As I mentioned it is all over but the crying. The government has decided that there is very little political price to pay, so for the 49th time it will invoke closure or restriction on debate. We will be forced to vote on it tonight and it will pass into the annals of history as another time when democracy took short shrift.
The closure problem did not happen overnight. I do not want to point fingers at just one political party. The party that was in government before the Liberals also had this problem, although it took it eight years to reach 50 time allocation motions. This government has done it in five.
The political masters across the way have acted so consistently undemocratic over the past several years that in fact I would argue we have become callous to democracy's decline. The use of iron fisted party discipline means that MPs often vote to represent the party before constituents. The lack of electoral reform ensures that a majority government, in this case with only 38% of the national vote, has absolute dictatorial powers in the House of Commons, in the appointment process and in a hundred or a thousand different ways.
Unfortunately successive majority governments over the last number of years also meant that power sharing was no longer necessary, or they felt it was not. As a result Canadians increasingly tune out the democratic process between elections. The Liberals interpret this inattentiveness as a licence to ignore everything, from unanimous all party committee reports that are tabled in this place, to the Auditor General of Canada who says he will not sign off on the books of the government because they routinely transgress standard accounting practices.
Yet government members say “Who cares? We have 100% of the power. We do not have to share it. We do not have to do what is considered routine or ordinary or normal or accepted in any other practice. We will just do as we please”. This is the 49th time they have taken that tact.
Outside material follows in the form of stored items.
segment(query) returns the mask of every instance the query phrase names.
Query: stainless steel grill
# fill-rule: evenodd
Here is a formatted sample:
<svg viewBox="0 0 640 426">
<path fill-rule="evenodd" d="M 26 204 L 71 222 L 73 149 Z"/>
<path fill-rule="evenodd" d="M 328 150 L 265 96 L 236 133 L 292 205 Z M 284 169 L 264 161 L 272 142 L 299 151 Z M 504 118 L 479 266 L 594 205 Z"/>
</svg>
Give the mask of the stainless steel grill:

I recently attended a briefing on the current democratic reforms occurring in the United Kingdom. Although I do not claim that is the perfect democracy either, I listened to an interesting discussion at the high commission. Members of the mother parliament, as we like to call it, are forging ahead with what they would consider to be radical changes. They are talking about devolution of powers to local governments in Ireland, Wales and Scotland. As they do that strange things happen. Not only are they restoring peace and tranquillity to those regions, but they are also instilling a sense of pride in those regions.
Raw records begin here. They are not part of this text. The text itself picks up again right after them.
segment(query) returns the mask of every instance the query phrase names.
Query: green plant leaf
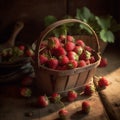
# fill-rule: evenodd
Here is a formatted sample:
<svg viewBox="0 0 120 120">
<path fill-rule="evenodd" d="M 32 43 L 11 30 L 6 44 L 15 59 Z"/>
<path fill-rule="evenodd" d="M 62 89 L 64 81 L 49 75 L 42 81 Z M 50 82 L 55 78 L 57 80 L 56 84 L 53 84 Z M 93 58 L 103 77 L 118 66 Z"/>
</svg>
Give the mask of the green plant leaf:
<svg viewBox="0 0 120 120">
<path fill-rule="evenodd" d="M 109 43 L 114 43 L 114 35 L 110 30 L 101 30 L 100 31 L 100 38 L 104 41 L 104 42 L 109 42 Z"/>
<path fill-rule="evenodd" d="M 109 29 L 111 27 L 111 16 L 107 17 L 98 17 L 96 16 L 95 19 L 97 20 L 97 23 L 100 25 L 101 29 Z"/>
<path fill-rule="evenodd" d="M 49 26 L 50 24 L 52 24 L 56 21 L 57 21 L 57 18 L 52 15 L 48 15 L 44 18 L 45 26 Z"/>
<path fill-rule="evenodd" d="M 83 7 L 76 10 L 76 18 L 88 23 L 88 21 L 94 19 L 94 14 L 87 7 Z"/>
<path fill-rule="evenodd" d="M 92 34 L 92 31 L 84 24 L 80 24 L 80 28 L 88 32 L 89 34 Z"/>
</svg>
Power sharing under this new proposal through either a coalition government or proportional representation will be routine.
For example, the chairs of the committees will be allocated not on the percentage of who holds absolute power but on the percentage of the seats that are held in the House. Imagine chairs being allocated in a fair manner.
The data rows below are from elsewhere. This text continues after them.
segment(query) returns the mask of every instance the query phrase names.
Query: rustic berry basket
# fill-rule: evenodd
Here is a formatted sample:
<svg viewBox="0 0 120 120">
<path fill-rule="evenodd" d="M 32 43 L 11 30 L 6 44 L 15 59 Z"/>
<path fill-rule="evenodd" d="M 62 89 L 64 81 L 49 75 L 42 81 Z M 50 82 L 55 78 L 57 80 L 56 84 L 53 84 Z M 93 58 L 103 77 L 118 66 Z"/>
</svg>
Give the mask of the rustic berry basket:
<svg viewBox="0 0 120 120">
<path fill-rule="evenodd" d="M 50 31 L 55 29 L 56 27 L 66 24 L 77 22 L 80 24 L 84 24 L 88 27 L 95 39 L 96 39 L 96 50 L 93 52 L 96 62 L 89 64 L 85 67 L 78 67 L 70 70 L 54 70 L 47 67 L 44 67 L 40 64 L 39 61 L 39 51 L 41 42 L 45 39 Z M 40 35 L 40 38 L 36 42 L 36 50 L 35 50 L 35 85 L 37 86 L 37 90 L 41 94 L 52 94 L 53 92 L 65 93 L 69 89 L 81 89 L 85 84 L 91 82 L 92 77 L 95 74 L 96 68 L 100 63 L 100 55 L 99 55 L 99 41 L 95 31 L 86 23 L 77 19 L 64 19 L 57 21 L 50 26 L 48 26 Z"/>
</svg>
The use of referendum to determine broad public policy and even constitutional matters will be commonplace. Those on the Liberal side say that is a radical proposal, actually giving power to constituents, but in Britain they say that would be okay. In fact they have already done it in Wales, Scotland and Ireland, and with miraculous results.
Guess what. When people have a say in the legislation and in the constitution they buy into it. They say “I have been part of the process. I will live with the results”.
Britain is one of the last holdouts for this unelected upper chamber in the world. The only other one in the free world is the Canadian Senate. It is the only other one that is unelected. Over there they are even toying with the idea of electing members. What a radical thought. What has got into those Brits? Have they gone completely over the edge? Imagine all this democracy at one time. How will they stand it? At the very least, the hereditary peers will be gone. It is unstoppable. The move toward democratization in that upper house is now inevitable and just a matter of time.
We are approaching the golden anniversary on time allocation, this black mark on the Liberal record. In the last parliament many high profile Liberals in government, esteemed people with perhaps as much procedural expertise as yourself, Mr. Speaker, were quoted as talking about the dictatorial Tory attitude on closure, about the fact that it was an affront to democracy. Now they seem to think it is routine business.
Within a few days we will see No. 50. Within a few more days we will see No. 51. I look forward to the day when they table the closure motion with the bill in the House of Commons just because it will be much simpler.